Henry Mitchell, Henry Mitchell On Gardening (pub. info here).
Henry's wisdom rings eternal...while reading some in the May chapter last night, I noted that he was talking about the 17 year cicadas which last happened in 1987 (ah, he was still with us!) His sagacity is timeless!
Posted by: avril | May 13, 2004 at 11:58 PM
I chuckled at the cicada chapter too, as I was leafing through the book for this post. Don't be surprised if excerpts from it make an appearance in a future post this summer!
Posted by: Chan S. | May 14, 2004 at 11:43 AM
That is very different from my experience with Heavenly Blue. It's my favorite morning glory.
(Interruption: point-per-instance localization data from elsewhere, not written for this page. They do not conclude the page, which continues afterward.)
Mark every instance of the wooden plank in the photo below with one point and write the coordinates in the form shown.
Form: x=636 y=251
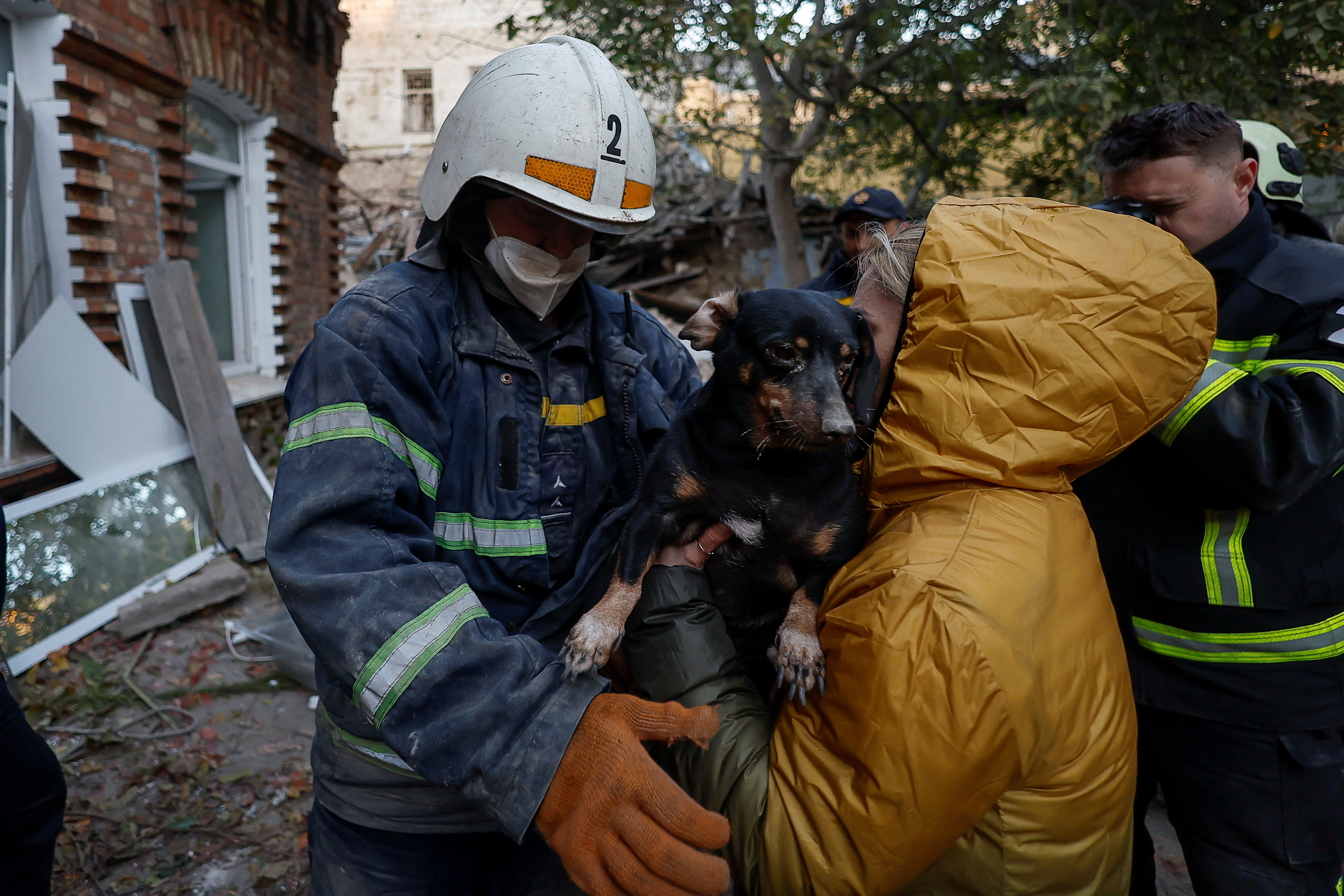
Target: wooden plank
x=218 y=582
x=237 y=502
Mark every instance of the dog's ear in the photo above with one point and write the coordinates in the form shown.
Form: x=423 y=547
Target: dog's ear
x=713 y=318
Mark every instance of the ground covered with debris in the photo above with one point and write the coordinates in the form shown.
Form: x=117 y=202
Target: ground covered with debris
x=213 y=797
x=209 y=798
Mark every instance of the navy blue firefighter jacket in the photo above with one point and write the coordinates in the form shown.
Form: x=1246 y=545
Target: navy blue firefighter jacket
x=406 y=537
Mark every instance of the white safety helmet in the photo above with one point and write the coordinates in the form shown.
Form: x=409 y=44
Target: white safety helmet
x=1281 y=164
x=557 y=124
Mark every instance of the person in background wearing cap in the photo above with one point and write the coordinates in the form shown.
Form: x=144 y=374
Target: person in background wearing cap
x=869 y=205
x=468 y=430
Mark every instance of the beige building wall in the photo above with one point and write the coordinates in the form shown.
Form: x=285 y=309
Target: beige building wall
x=451 y=39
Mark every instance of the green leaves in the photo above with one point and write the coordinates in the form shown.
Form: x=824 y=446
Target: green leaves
x=1255 y=60
x=959 y=96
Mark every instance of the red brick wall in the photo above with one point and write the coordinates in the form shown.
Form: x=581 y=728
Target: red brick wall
x=130 y=65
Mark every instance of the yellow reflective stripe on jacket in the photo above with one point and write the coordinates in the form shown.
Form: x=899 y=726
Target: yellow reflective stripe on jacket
x=1331 y=371
x=374 y=751
x=1226 y=577
x=353 y=421
x=573 y=414
x=1238 y=353
x=409 y=651
x=1319 y=641
x=490 y=538
x=1213 y=383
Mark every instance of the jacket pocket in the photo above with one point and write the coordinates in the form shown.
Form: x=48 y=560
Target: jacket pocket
x=1314 y=794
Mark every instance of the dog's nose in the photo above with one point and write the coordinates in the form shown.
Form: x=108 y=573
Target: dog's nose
x=838 y=428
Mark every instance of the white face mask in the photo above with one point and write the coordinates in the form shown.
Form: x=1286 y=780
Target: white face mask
x=537 y=278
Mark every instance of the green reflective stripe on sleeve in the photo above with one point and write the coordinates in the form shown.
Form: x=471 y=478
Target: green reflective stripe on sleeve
x=1242 y=353
x=1331 y=371
x=353 y=421
x=1213 y=383
x=1228 y=581
x=490 y=538
x=1320 y=641
x=374 y=751
x=398 y=661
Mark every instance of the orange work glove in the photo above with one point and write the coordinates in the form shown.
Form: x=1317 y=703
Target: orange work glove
x=618 y=821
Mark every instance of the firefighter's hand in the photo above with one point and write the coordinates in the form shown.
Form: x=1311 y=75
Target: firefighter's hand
x=618 y=821
x=695 y=553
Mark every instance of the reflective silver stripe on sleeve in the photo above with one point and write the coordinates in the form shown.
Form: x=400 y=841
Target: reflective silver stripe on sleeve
x=353 y=421
x=406 y=653
x=1213 y=382
x=1320 y=641
x=490 y=538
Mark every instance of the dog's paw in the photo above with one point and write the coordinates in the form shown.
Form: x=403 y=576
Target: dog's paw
x=800 y=663
x=591 y=645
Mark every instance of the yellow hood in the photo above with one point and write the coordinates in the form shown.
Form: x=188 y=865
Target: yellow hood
x=978 y=733
x=1042 y=339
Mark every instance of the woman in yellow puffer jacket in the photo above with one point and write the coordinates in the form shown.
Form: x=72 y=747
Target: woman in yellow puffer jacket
x=978 y=730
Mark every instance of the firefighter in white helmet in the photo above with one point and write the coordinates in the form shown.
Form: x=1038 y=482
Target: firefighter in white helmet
x=1279 y=181
x=467 y=433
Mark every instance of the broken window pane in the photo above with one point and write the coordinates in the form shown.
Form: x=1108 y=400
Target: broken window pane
x=70 y=559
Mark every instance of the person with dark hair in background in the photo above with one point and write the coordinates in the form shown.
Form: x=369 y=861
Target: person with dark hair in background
x=33 y=794
x=870 y=205
x=1222 y=533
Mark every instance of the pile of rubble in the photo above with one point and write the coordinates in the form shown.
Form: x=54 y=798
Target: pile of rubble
x=209 y=797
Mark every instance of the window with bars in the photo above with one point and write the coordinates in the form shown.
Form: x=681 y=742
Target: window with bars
x=420 y=101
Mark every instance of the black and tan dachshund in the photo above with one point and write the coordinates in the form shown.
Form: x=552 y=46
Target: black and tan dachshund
x=767 y=448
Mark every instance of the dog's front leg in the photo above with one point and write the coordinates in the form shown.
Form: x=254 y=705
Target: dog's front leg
x=798 y=653
x=600 y=630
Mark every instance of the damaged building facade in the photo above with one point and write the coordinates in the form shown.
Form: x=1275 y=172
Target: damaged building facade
x=135 y=132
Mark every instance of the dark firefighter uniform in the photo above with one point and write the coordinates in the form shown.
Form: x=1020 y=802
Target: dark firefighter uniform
x=449 y=497
x=1222 y=538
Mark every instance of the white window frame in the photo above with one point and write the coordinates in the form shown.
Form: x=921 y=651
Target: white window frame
x=248 y=229
x=419 y=93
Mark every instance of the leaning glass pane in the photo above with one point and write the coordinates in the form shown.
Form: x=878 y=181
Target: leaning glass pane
x=70 y=559
x=212 y=131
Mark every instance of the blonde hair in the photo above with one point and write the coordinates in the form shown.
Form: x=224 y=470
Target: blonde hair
x=892 y=260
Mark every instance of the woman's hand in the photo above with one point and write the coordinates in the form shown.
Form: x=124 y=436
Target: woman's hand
x=695 y=553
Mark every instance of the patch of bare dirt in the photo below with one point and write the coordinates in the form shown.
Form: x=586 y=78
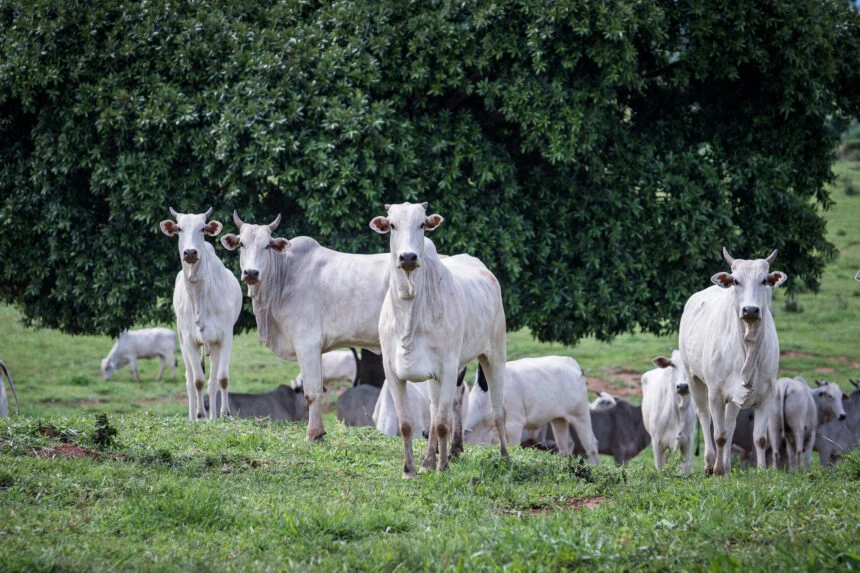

I plant seeds in the spring and it finally blooms in midsummer. I guess if I could find plants I could have flowers a lot earlier but I've never seen any. Also, it acts like any other morning glory - closed by noon or earlier. I wonder if the heat has something to do with that. I tend to "close up" when it's 105 outside too. :-)
Posted by: Lynn S | May 17, 2004 at 02:48 PM
I love Heavenly Blue too, and will be starting seeds for it in a trellised pot soon. Another bit of trivia I forgot to mention in the post is that the Brazilian morning glory has a three-lobed leaf, different than the heart-shaped leaf of Heavenly Blue...but I like 'em all.